Pesantren Milenial

Pesantren Milenial

Pengesahan UU Pesantren oleh DPR RI pada 24 September 2019 lalu memberi angin segar bagi masa depan pendidikan pesantren. Karena, secara konstitusional, pesantren kini menjadi setara dengan sistem pendidikan madrasah dan sekolah. Dalam konteks ini, pemerintah harus memberi perhatian, pembinaan, pengembangan, dan pendanaan pesantren di seluruh persada nusantara seperti halnya madrasah dan sekolah.

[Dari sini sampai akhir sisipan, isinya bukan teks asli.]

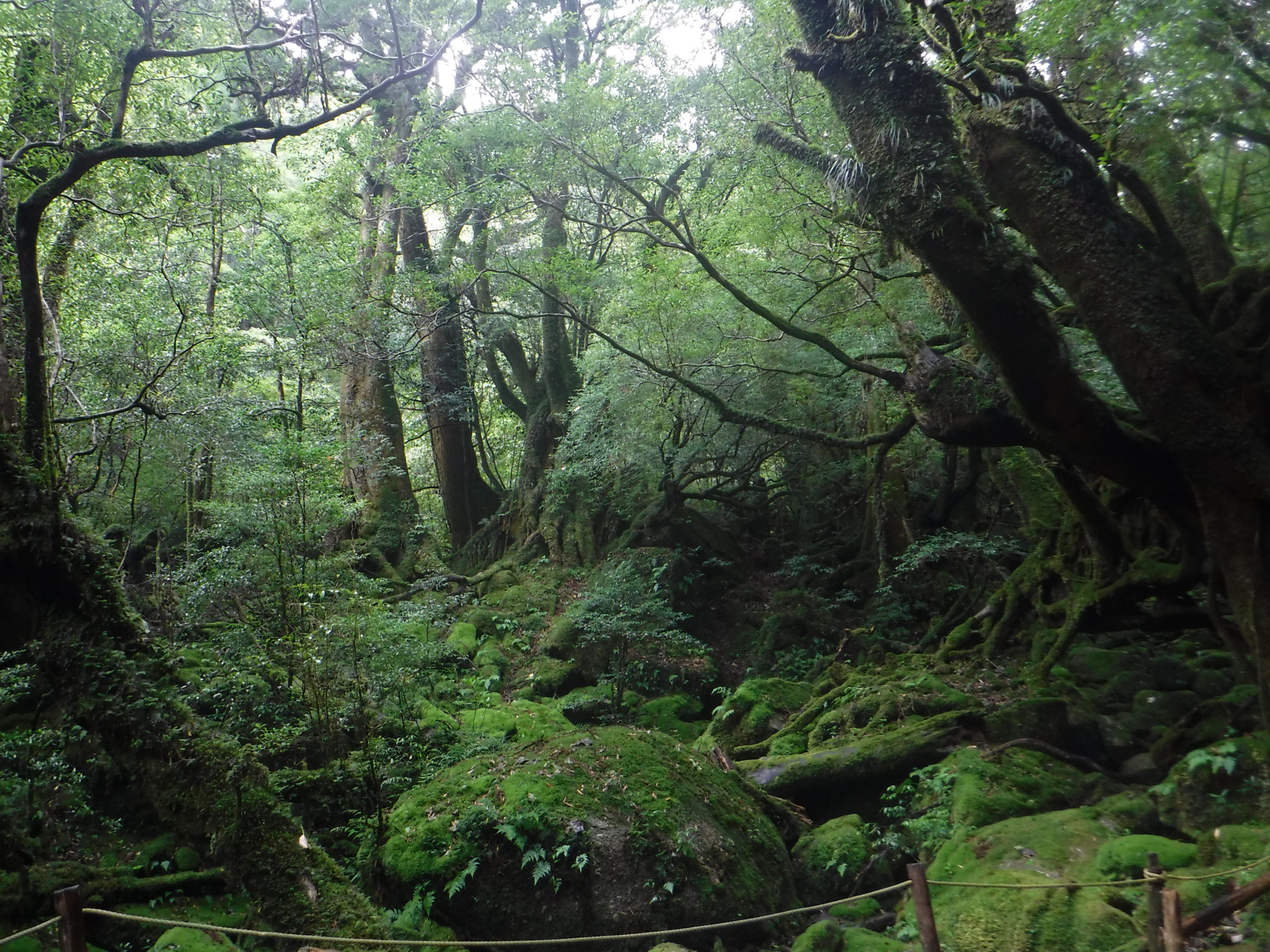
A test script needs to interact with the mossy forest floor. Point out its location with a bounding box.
[0,552,1270,952]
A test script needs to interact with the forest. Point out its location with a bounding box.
[0,0,1270,952]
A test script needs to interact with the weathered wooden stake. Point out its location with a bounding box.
[1160,890,1184,952]
[53,886,87,952]
[1147,853,1165,952]
[908,863,940,952]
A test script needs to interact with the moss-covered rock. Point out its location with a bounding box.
[790,918,842,952]
[1097,834,1199,879]
[1152,731,1270,837]
[708,678,812,751]
[944,747,1100,826]
[737,711,978,800]
[635,694,706,741]
[150,927,238,952]
[842,928,916,952]
[537,614,580,659]
[381,728,794,938]
[461,700,573,744]
[907,810,1138,952]
[791,814,869,904]
[446,622,477,658]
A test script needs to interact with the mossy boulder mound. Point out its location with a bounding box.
[703,678,812,751]
[791,919,842,952]
[1097,834,1199,879]
[150,927,238,952]
[737,711,980,802]
[943,747,1100,826]
[1152,731,1270,837]
[381,728,795,940]
[793,814,869,904]
[908,809,1138,952]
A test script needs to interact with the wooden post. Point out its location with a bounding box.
[1147,853,1165,952]
[53,886,87,952]
[1160,890,1184,952]
[908,863,940,952]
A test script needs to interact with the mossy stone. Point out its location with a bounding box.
[530,658,584,697]
[710,678,812,750]
[462,700,573,744]
[446,622,477,658]
[944,747,1095,826]
[1152,731,1270,837]
[1191,668,1235,700]
[464,608,498,640]
[1097,834,1199,879]
[537,614,579,659]
[150,927,238,952]
[1097,669,1152,707]
[829,896,881,923]
[842,927,915,952]
[473,641,512,674]
[1067,645,1142,684]
[737,711,982,798]
[171,847,203,872]
[380,726,796,941]
[418,700,458,731]
[791,814,869,902]
[635,694,706,741]
[919,809,1138,952]
[983,698,1069,745]
[790,918,842,952]
[1133,690,1199,730]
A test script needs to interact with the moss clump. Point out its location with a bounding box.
[461,700,573,744]
[537,614,579,659]
[446,622,476,658]
[737,711,978,797]
[635,694,706,741]
[1152,731,1270,837]
[905,810,1137,952]
[1097,834,1199,879]
[791,919,842,952]
[150,927,238,952]
[793,814,869,902]
[381,728,794,938]
[842,928,915,952]
[944,747,1097,826]
[704,678,812,751]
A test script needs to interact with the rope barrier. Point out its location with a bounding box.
[0,915,60,946]
[76,879,912,948]
[0,854,1270,952]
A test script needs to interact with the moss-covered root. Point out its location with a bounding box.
[0,442,380,934]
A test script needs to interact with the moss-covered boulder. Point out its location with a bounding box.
[905,809,1138,952]
[943,747,1101,826]
[150,927,238,952]
[1152,731,1270,837]
[1097,834,1199,879]
[706,678,812,751]
[446,622,477,658]
[842,928,916,952]
[460,700,573,744]
[791,814,869,904]
[790,918,842,952]
[635,694,706,741]
[381,728,795,940]
[737,711,979,801]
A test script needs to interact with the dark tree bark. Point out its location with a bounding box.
[789,0,1270,710]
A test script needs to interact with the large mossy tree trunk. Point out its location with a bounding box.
[789,0,1270,695]
[339,115,419,565]
[401,207,502,549]
[0,438,382,935]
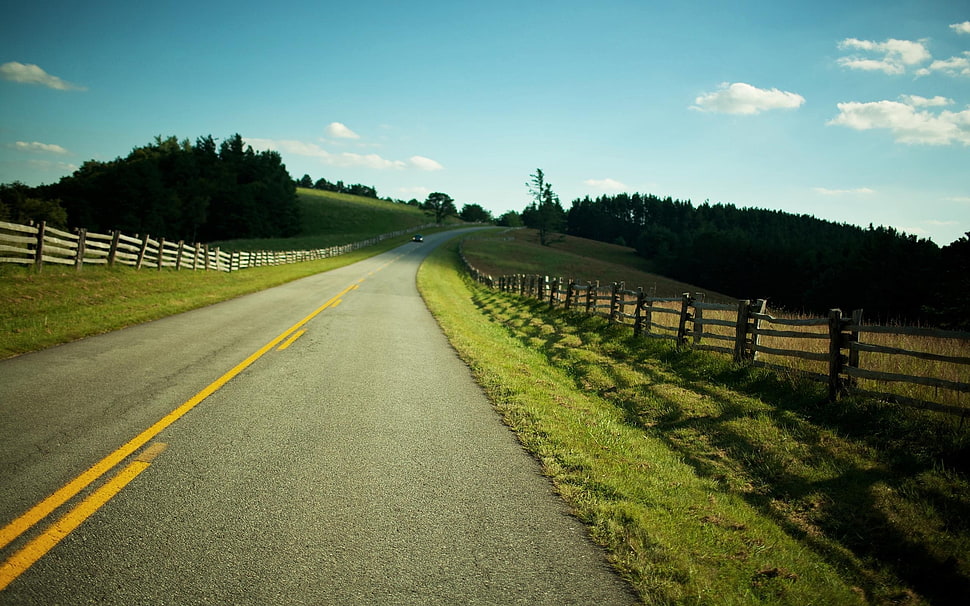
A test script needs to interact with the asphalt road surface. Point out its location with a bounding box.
[0,230,637,605]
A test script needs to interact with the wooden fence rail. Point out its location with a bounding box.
[0,221,432,271]
[461,245,970,416]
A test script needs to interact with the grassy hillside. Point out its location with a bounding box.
[213,188,434,250]
[418,240,970,606]
[464,229,736,303]
[0,189,442,359]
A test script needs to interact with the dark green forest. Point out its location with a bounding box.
[565,193,970,329]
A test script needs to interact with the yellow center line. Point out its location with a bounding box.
[0,285,357,549]
[0,460,150,591]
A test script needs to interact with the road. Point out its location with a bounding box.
[0,230,636,605]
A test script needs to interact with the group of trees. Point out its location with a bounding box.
[552,194,970,328]
[4,134,301,242]
[296,174,378,202]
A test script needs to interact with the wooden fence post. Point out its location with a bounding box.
[691,293,704,345]
[745,299,768,362]
[734,299,751,364]
[829,309,844,402]
[846,309,862,387]
[677,292,692,347]
[135,234,150,269]
[156,238,165,271]
[74,227,88,272]
[633,286,645,337]
[610,282,626,324]
[34,221,47,273]
[108,229,121,267]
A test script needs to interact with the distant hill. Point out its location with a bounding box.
[212,187,434,250]
[464,229,736,303]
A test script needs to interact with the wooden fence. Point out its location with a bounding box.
[462,249,970,415]
[0,221,429,271]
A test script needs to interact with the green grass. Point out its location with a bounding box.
[464,229,736,303]
[0,189,446,359]
[212,188,434,250]
[419,239,970,604]
[0,236,408,359]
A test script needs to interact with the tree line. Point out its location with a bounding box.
[564,193,970,329]
[0,134,301,242]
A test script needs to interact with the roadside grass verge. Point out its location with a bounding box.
[0,236,408,359]
[419,240,970,604]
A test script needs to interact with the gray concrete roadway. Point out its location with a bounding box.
[0,230,637,605]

Pesantren merupakan lembaga keagamaan sekaligus lembaga pendidikan Islam khas Indonesia. Eksistensinya jauh mendahului Republik ini, karena merupakan  lembaga pendidikan Islam tertua di Nusantara, berdiri sejak abad ke-15 lalu sebagai manifestasi sinergi akulturasi “Islam dan kearifan kultural lokal”. Lahirnya pesantren merupakan bentuk akomodasi nilai-nilai Islam dan budaya bangsa yang multikultural.

Menurut data Direktorat Pendidikan Diniyah dan Pondok Pesantren Kementerian Agama RI, saat ini terdapat 28.194 pesantren yang tersebar di wilayah kota maupun pedesaan dengan lebih dari 4,290,626 santri. Pertumbuhan dan perkembangan pesantren di Indonesia tergolong sangat pesat. Hal ini menunjukkan tingkat keragaman sistem, orientasi pimpinan pesantren dan independensi kiai. Angka tersebut juga membuktikan bahwa pesantren merupakan lembaga pendidikan swasta yang hebat, sangat mandiri, dan berbasis masyarakat.

Aset Umat dan Bangsa

Oleh karena itu, pesantren merupakan aset umat yang sangat strategis sekaligus masa depan bangsa. Dalam sejarah bangsa, pesantren memiliki andil dan kontribusi sangat penting dalam perang melawan penjajah Belanda dan Jepang, hingga bangsa Indonesia mampu merebut dan mengisi kemerdekaan RI. Setelah kemerdekaan, pesantren menjadi aset bangsa terdepan dalam mempertahankan, mengawal NKRI, dan memaknai pembangunan bangsa. Pendiri bangsa ini (founding fathers), sebut saja Ki Bagus Hadikusumo dan KH. A. Wahid Hasyim, adalah santri sejati. Jenderal Besar Sudirman, pemimpin perang gerilya adalah juga santri sejati yang pernah diwakafkan Muhammadiyah untuk umat dan Indonesia hebat.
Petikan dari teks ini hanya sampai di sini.